Reply To: turn heat into electricity

[delt0r]

The huge advantage of homogeneous reactor design, That is designs where the fuel is mixed with the coolant is that it is very easy to avoid hot spots, keep reactivity predicable and even, and maintain a positive void coefficient and a negative temperature coefficient. You also get perfect even burn for free. These things are all hard to achive with solid fuel designs and tyically require a fairly compilcated fueling schedule for even burn at least. These things are all even harder to achieve with fast reactors.

For thermal designs with water and dissolved salts they have the lowest fuel inventory required by a long shot, and for fast reactors they are one of the surest ways to maintain stable reactivities with passive control. Other practical issues is you don’t need to validate fuel element design which is still a very large cost (time as much as money). Then there is a few unvalidated at this point ideas, of continuous in situ processing, which add a lot of other advantages to the complete fuel cycle. Also this can reduce the decay heat quite a bit too since thing don’t accumulate and some wastes can be pulled out when a more favorable isotope is produced. Further you can degauss it and keep out neutron poisons especially Xe which makes the designs capable of load following, or more importantly easier to make load following… ie capable of peek power production.

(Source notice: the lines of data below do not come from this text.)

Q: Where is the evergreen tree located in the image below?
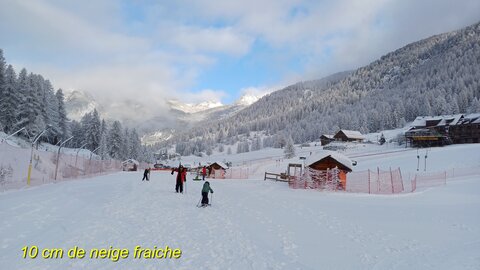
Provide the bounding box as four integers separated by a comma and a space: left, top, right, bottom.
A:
0, 49, 6, 132
129, 129, 141, 160
14, 69, 31, 133
69, 120, 83, 148
55, 89, 69, 139
84, 109, 101, 151
99, 120, 109, 160
284, 137, 295, 158
122, 128, 130, 159
0, 65, 18, 133
108, 121, 124, 160
43, 79, 60, 143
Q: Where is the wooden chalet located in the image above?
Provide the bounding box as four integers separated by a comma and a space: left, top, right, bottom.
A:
320, 134, 335, 146
305, 151, 353, 189
333, 130, 364, 142
206, 162, 229, 178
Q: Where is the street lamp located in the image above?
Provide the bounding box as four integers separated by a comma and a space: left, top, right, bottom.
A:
27, 126, 51, 186
54, 136, 74, 181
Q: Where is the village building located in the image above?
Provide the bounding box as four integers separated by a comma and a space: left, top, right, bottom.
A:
333, 130, 364, 142
405, 113, 480, 147
305, 151, 354, 190
206, 162, 229, 179
320, 134, 335, 146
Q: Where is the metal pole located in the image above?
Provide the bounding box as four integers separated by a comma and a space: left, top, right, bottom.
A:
54, 136, 74, 181
2, 127, 26, 143
27, 128, 49, 186
88, 146, 101, 175
75, 143, 88, 168
416, 149, 420, 171
424, 149, 428, 172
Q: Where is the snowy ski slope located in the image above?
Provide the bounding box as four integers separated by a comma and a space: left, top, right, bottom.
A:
1, 144, 479, 270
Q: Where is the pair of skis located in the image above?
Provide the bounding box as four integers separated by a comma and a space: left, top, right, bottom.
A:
196, 193, 213, 208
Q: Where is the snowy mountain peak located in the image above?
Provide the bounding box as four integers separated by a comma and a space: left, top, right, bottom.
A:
168, 100, 224, 114
64, 90, 99, 121
235, 94, 261, 106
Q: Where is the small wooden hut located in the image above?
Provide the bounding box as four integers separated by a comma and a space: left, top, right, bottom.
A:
305, 151, 353, 189
206, 162, 229, 178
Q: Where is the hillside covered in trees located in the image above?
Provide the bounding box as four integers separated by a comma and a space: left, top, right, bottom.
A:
166, 21, 480, 156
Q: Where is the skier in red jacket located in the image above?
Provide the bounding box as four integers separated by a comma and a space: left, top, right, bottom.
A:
171, 165, 187, 193
202, 166, 207, 181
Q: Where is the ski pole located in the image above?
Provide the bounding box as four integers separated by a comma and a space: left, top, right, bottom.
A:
196, 198, 201, 207
210, 192, 213, 206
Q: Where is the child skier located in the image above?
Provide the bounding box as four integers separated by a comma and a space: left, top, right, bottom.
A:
201, 181, 214, 207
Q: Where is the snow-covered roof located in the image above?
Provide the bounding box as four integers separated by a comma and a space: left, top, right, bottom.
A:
210, 162, 228, 169
321, 134, 335, 139
337, 130, 364, 139
411, 114, 464, 127
460, 113, 480, 124
305, 150, 353, 171
122, 159, 139, 165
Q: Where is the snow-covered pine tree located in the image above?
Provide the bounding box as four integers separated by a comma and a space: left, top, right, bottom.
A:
128, 129, 141, 160
43, 79, 61, 144
122, 128, 130, 160
284, 137, 295, 159
26, 73, 45, 138
0, 65, 19, 133
55, 89, 69, 139
0, 49, 6, 132
99, 119, 109, 160
85, 109, 101, 151
467, 97, 480, 113
13, 69, 31, 134
108, 121, 124, 160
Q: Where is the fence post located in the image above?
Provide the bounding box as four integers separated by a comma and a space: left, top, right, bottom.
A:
368, 169, 371, 194
411, 175, 416, 192
399, 168, 404, 192
390, 167, 394, 194
377, 167, 380, 193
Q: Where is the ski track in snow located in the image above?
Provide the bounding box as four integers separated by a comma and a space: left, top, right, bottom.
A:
1, 170, 480, 270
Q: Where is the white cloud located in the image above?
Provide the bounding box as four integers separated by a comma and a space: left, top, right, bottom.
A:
179, 89, 228, 104
162, 25, 254, 56
2, 0, 480, 126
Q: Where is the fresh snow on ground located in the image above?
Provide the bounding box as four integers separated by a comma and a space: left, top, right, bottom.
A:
1, 142, 479, 270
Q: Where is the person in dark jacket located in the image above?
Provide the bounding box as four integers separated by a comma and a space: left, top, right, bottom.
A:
142, 168, 150, 181
201, 181, 213, 206
171, 166, 187, 193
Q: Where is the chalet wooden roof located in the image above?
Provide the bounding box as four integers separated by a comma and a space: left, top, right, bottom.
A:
335, 130, 364, 140
305, 151, 353, 171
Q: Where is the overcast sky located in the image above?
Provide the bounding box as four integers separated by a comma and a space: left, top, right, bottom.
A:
1, 0, 479, 117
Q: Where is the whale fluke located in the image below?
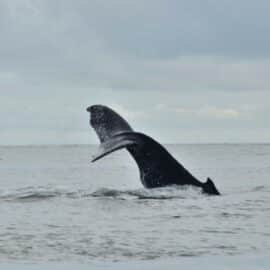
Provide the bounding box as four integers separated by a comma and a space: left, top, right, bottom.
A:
87, 105, 220, 195
87, 105, 133, 143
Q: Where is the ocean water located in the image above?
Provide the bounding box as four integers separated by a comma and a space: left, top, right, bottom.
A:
0, 144, 269, 265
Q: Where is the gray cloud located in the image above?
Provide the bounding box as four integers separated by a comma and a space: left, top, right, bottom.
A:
0, 0, 269, 144
1, 0, 270, 86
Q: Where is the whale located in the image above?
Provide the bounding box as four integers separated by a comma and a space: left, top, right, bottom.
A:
87, 105, 220, 195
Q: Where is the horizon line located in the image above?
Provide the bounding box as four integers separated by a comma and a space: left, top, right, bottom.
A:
0, 142, 270, 147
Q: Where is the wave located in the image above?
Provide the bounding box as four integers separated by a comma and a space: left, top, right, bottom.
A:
0, 185, 203, 202
0, 188, 65, 202
2, 184, 267, 202
89, 186, 202, 200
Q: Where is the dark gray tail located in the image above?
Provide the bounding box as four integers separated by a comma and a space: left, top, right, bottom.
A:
87, 104, 221, 194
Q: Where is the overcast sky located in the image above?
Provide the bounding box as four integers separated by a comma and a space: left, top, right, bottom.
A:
0, 0, 270, 144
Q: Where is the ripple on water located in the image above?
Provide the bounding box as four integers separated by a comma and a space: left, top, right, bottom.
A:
0, 185, 204, 202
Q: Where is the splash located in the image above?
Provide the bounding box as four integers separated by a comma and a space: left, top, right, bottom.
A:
0, 185, 202, 202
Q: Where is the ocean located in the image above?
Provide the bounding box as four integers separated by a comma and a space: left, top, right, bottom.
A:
0, 144, 269, 268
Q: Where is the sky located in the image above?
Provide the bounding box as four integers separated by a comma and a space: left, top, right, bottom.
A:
0, 0, 270, 145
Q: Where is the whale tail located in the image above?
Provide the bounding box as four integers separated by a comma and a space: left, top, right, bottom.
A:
202, 178, 220, 195
87, 104, 220, 195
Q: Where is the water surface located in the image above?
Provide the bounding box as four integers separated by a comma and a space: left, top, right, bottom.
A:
0, 144, 269, 263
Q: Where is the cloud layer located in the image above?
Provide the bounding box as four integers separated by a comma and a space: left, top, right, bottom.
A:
0, 0, 269, 144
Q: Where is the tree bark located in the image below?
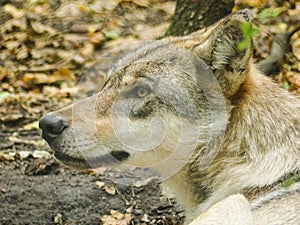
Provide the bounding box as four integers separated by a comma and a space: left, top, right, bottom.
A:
165, 0, 234, 36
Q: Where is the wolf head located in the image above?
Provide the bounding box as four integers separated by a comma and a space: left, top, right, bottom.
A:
39, 10, 253, 179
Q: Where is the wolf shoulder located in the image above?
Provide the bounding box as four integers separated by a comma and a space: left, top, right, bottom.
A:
251, 181, 300, 225
189, 181, 300, 225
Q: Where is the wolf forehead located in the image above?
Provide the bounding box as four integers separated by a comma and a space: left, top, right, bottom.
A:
108, 40, 203, 80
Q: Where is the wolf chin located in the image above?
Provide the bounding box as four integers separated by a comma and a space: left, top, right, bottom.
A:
39, 9, 300, 225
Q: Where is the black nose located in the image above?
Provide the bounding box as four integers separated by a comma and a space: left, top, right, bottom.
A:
39, 114, 67, 142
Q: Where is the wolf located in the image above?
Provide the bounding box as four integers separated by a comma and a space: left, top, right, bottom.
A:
39, 9, 300, 225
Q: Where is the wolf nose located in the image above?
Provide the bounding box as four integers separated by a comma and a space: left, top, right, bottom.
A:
39, 114, 67, 141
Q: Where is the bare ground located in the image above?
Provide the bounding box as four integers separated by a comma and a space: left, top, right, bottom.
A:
1, 0, 300, 224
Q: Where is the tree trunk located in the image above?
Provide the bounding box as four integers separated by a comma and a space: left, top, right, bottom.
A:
165, 0, 234, 36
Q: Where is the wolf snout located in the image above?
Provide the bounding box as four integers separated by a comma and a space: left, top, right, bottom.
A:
39, 114, 67, 143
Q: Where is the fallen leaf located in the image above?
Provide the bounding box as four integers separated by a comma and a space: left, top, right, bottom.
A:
23, 67, 75, 85
105, 185, 116, 195
127, 0, 150, 7
5, 41, 20, 50
95, 181, 105, 189
292, 39, 300, 61
80, 42, 95, 57
0, 67, 9, 82
51, 67, 76, 82
77, 4, 91, 13
110, 209, 124, 220
141, 214, 149, 222
55, 3, 82, 17
104, 30, 120, 41
237, 0, 266, 8
25, 158, 60, 176
54, 213, 63, 224
155, 2, 176, 17
23, 120, 39, 130
133, 176, 158, 187
23, 73, 51, 84
80, 169, 98, 175
88, 31, 105, 45
3, 4, 25, 19
101, 210, 134, 225
32, 150, 52, 159
16, 45, 29, 60
0, 152, 15, 161
18, 151, 31, 159
30, 21, 57, 36
0, 91, 14, 102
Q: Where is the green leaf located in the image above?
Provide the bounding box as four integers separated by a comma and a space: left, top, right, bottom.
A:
283, 173, 300, 188
238, 22, 259, 51
282, 81, 290, 90
240, 22, 252, 37
258, 8, 282, 19
104, 30, 119, 41
240, 22, 260, 39
283, 177, 295, 188
237, 39, 250, 51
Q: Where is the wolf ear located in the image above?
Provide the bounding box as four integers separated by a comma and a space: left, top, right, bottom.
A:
193, 9, 253, 97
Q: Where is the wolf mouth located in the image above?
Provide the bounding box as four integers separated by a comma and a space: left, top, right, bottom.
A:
54, 150, 130, 169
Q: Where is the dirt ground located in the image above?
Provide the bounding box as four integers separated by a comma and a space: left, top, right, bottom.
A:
1, 0, 300, 224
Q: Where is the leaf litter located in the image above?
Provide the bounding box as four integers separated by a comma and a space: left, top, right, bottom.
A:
0, 0, 300, 224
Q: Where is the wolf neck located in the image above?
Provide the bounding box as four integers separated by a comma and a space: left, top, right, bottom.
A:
165, 65, 300, 218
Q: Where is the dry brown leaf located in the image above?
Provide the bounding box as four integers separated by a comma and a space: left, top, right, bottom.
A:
23, 67, 76, 85
23, 73, 51, 84
55, 3, 82, 17
0, 152, 15, 161
88, 32, 105, 45
3, 18, 27, 32
98, 0, 119, 11
32, 150, 52, 159
5, 41, 20, 50
110, 210, 124, 220
141, 214, 149, 222
2, 113, 24, 123
52, 67, 76, 81
155, 2, 176, 17
80, 169, 98, 175
72, 54, 85, 64
80, 42, 95, 57
14, 32, 27, 42
42, 86, 61, 96
104, 185, 116, 195
8, 136, 43, 147
296, 62, 300, 72
3, 4, 25, 19
30, 21, 57, 36
134, 23, 169, 40
292, 39, 300, 61
101, 210, 134, 225
95, 181, 105, 189
18, 151, 31, 159
122, 0, 149, 7
16, 45, 29, 60
133, 176, 158, 187
235, 0, 266, 8
0, 67, 9, 82
23, 120, 39, 130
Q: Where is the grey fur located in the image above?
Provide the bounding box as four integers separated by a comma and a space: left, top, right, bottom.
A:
40, 9, 300, 225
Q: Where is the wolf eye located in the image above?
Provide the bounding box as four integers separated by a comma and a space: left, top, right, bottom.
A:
124, 85, 152, 98
136, 87, 150, 98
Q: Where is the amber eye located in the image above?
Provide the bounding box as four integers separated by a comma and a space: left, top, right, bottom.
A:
137, 87, 149, 98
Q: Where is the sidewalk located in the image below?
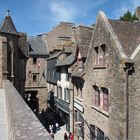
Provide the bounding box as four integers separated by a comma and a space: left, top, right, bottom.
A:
54, 124, 69, 140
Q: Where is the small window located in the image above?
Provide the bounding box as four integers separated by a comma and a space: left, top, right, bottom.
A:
102, 87, 109, 112
33, 74, 37, 82
57, 86, 62, 99
33, 58, 37, 64
93, 86, 100, 106
64, 88, 70, 102
94, 44, 106, 67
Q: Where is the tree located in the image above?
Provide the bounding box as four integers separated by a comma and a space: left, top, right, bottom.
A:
120, 10, 138, 21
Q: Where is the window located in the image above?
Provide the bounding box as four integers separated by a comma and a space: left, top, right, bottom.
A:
94, 44, 106, 67
64, 88, 70, 102
33, 74, 37, 82
77, 59, 83, 71
95, 46, 99, 66
33, 58, 37, 64
90, 125, 109, 140
57, 86, 62, 99
102, 87, 109, 112
93, 86, 100, 106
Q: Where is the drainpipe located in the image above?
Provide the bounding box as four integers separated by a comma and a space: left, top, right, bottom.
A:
125, 63, 133, 140
9, 40, 14, 84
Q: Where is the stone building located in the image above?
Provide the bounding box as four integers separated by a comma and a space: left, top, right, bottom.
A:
70, 25, 94, 140
55, 25, 94, 135
25, 35, 49, 111
46, 22, 74, 110
43, 22, 74, 52
83, 11, 140, 140
0, 12, 28, 95
0, 12, 51, 140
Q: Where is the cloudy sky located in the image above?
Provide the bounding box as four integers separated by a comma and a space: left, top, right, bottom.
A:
0, 0, 139, 36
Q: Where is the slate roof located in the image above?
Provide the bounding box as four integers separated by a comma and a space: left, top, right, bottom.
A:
47, 51, 62, 60
28, 36, 48, 56
0, 15, 18, 35
18, 40, 29, 58
109, 19, 140, 57
56, 53, 75, 67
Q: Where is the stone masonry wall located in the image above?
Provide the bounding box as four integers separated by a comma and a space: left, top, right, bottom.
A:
25, 57, 47, 111
129, 50, 140, 140
0, 36, 7, 87
83, 15, 126, 140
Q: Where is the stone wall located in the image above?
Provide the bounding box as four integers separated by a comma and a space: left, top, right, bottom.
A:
3, 80, 52, 140
83, 14, 126, 140
129, 50, 140, 140
25, 57, 47, 111
0, 36, 7, 87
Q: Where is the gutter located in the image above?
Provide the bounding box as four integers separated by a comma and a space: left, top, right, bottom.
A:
124, 63, 134, 140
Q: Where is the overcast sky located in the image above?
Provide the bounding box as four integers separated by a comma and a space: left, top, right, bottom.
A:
0, 0, 139, 36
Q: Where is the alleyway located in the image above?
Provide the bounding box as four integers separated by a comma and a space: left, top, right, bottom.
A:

On planet earth keeping water out is a exercise in futility when the unexpected happens. Say like a giant wave of … Water! Note that the water in air can set liquid Na on fire. The problem is that we either have salts that are not stable with water when molten, or tend to be soluble in water when not (Chlorides). As for liquid metal designs i can’t see what we gain with Na that something like lead/Bismuth doesn’t give us? Add that the later can have enough heat capacity to passively deal with decay heat.